French went on to say that Shentel is “proactively providing career transition services” to those impacted, whether they are hired by T-Mobile or not. Shentel will also provide severance pay and benefits, inclusive of the new American Rescue Plan Act COBRA subsidy requirements to impacted employees not hired by T-Mobile.
Further, Shentel plans to provide a one-time 401(k) contribution as well as a one-time “cash bonus” to all eligible impacted employees.
The closing of the Shentel Wireless sale is expected to occur in early third quarter 2021 subject to execution of the definitive asset purchase agreement, customary closing conditions and required regulatory approvals.
Additionally, Shentel will incur termination expenses that will be settled in cash, with approximately $1.7 million related to continuing operations and approximately $4.5 million related to discontinued operations, the company said.
Shentel said it expects to incur a majority of these costs during the third quarter of 2021. The workforce reduction is expected to decrease the Company’s annualized run-rate operating expenses for continuing operations by approximately $4 million.
Shentel and T-Mobile came to an agreement on the sale price of the wireless assets earlier this year, agreeing on a price of $1.95 billion.
The purchase price was based on a calculation of 90% of “entire business value” and is inclusive of the unrealized Sprint-waived management fee.
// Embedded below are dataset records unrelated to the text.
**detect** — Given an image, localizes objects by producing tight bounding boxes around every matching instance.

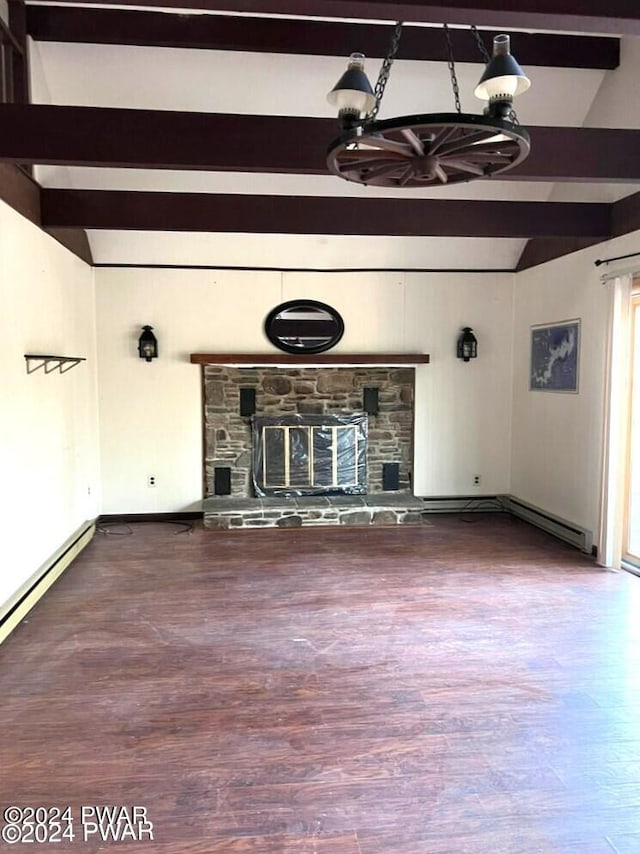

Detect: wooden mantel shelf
[191,353,429,368]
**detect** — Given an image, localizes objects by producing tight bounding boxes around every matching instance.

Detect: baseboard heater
[422,495,593,554]
[422,495,506,513]
[0,521,96,643]
[500,495,593,554]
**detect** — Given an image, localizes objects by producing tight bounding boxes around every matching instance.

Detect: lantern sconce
[138,326,158,362]
[458,326,478,362]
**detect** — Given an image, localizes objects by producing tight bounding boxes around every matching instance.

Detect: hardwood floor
[0,515,640,854]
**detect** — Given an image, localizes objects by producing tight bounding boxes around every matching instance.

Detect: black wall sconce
[138,326,158,362]
[458,326,478,362]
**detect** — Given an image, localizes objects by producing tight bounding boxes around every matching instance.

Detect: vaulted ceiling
[0,0,640,270]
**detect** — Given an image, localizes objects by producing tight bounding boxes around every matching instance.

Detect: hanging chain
[444,24,462,113]
[471,26,491,65]
[365,21,402,124]
[471,25,520,125]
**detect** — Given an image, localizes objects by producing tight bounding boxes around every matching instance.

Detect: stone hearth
[203,493,424,529]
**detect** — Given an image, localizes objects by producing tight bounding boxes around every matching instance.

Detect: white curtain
[598,273,633,569]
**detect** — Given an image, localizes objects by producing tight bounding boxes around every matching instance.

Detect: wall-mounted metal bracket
[24,353,87,374]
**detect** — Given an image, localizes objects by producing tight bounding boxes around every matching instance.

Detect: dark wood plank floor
[0,516,640,854]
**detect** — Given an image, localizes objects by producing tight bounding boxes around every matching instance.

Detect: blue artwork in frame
[529,320,580,393]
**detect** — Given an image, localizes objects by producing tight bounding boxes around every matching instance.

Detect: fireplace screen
[252,413,367,496]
Shentel and T-Mobile had previously agreed that the determination of “entire business value” through the just-completed appraisal process is final and binding.
The actual valued price of Shentel’s wireless assets was $2.10 billion.
Shentel previously said it expected that the after-tax proceeds from the sale of Shentel Wireless will be approximately $1.5 billion. The transaction will be accounted for as an asset sale for income tax purposes.
Shentel also previously said it expects to use the proceeds — plus $195 million of on-hand cash — to repay approximately $702 million of outstanding term loans and swap liabilities and terminate the respective agreements; issue a special dividend of $18.75 per share to Shentel’s shareholders, which would total around $940 million; provide adequate liquidity for growth and potential strategic acquisitions; and provide liquidity for general corporate purposes, among other things.
“Our strategy moving forward has been focused on growth of our broadband business in our cable markets and with the launch of our Glo Fiber and Beam Fixed Wireless services,” Banks said.
Banks said that focus on broadband has been evident in recent investor presentations as well as recent earnings reports.